Developers were still resistant.

Councilman Larry Helzel said he was "mystified" by the developers' unwillingness to commit at the eleventh hour of deliberations, with the go-ahead decision imminent for a conditional-use permit. He said he's willing to look past other inconsistencies in the hotel—such as insufficient setbacks on the fourth and fifth floors from property lines—if developers do something for housing or commit to a construction date.

"We've given you everything else," Helzel said. "I don't know why you can't meet us on this one."

He said the council is just looking for some kind of "definitive gesture" on the developers' part.

"Why wouldn't you do that?" he asked.

The simple answer from Kerby was that he doesn't see a need for housing and doesn't want to be held to a construction-start deadline.

"I'm curious why the city is concerned about the impact of employees," Kerby said.

He said the city already has an abundance of affordable housing sitting empty.

Gourlay responded that if this hotel, Warm Springs Ranch Resort and the 138-acre River Run base village are built, housing will be "gobbled up" quickly.

"We'll really be in a mess," Gourlay said. "We may not have a problem right now, but we will in the future.

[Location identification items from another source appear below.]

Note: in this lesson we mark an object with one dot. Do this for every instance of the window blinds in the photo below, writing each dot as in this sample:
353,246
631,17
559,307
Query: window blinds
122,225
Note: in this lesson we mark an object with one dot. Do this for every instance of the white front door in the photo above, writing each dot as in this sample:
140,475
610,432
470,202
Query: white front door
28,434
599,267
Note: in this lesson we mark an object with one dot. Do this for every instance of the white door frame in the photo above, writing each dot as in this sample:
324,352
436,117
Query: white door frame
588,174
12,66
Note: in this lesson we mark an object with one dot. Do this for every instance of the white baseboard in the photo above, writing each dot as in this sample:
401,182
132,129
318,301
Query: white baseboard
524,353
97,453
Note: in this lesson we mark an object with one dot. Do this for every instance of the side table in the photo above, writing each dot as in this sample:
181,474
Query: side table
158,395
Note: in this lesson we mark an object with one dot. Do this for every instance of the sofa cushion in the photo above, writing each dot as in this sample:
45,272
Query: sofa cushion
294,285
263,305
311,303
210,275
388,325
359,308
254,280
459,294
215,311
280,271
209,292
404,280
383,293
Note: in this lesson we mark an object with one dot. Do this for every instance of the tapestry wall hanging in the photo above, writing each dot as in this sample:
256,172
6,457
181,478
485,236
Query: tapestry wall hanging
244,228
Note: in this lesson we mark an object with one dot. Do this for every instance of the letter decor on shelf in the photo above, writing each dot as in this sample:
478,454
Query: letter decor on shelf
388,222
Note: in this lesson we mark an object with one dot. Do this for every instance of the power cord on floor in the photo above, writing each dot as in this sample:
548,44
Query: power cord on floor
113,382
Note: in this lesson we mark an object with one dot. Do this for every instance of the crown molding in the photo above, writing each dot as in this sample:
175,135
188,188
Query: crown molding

I guarantee it."

And, Helzel said, the ordinance only requires housing for 25 percent of a hotel's employees.

"That means, in plain English, that you're not housing 75 percent of your employees," Helzel said.

"Aren't workers more important than housing?" Kerby rhetorically asked.

It was a statement he repeated in one form or another throughout the night and in past meetings. He said the city could either have the hotel and the jobs it provides, or worry about housing and get no hotel or jobs.

"I feel like we're sitting here with a gun to our heads," Mayor Hall said.

Council members Nina Jonas and Gourlay suggested the city just set a deadline for a construction start date because the developers aren't giving one. After that, the waiver to all workforce-housing obligations disappears.

But the developers were not receptive to that suggestion either.

"I think it's time for you to come back at us and say, 'This is what we can do,'" Gourlay said.

The council will see if that happens at a follow-up meeting set for Tuesday, May 4, at noon.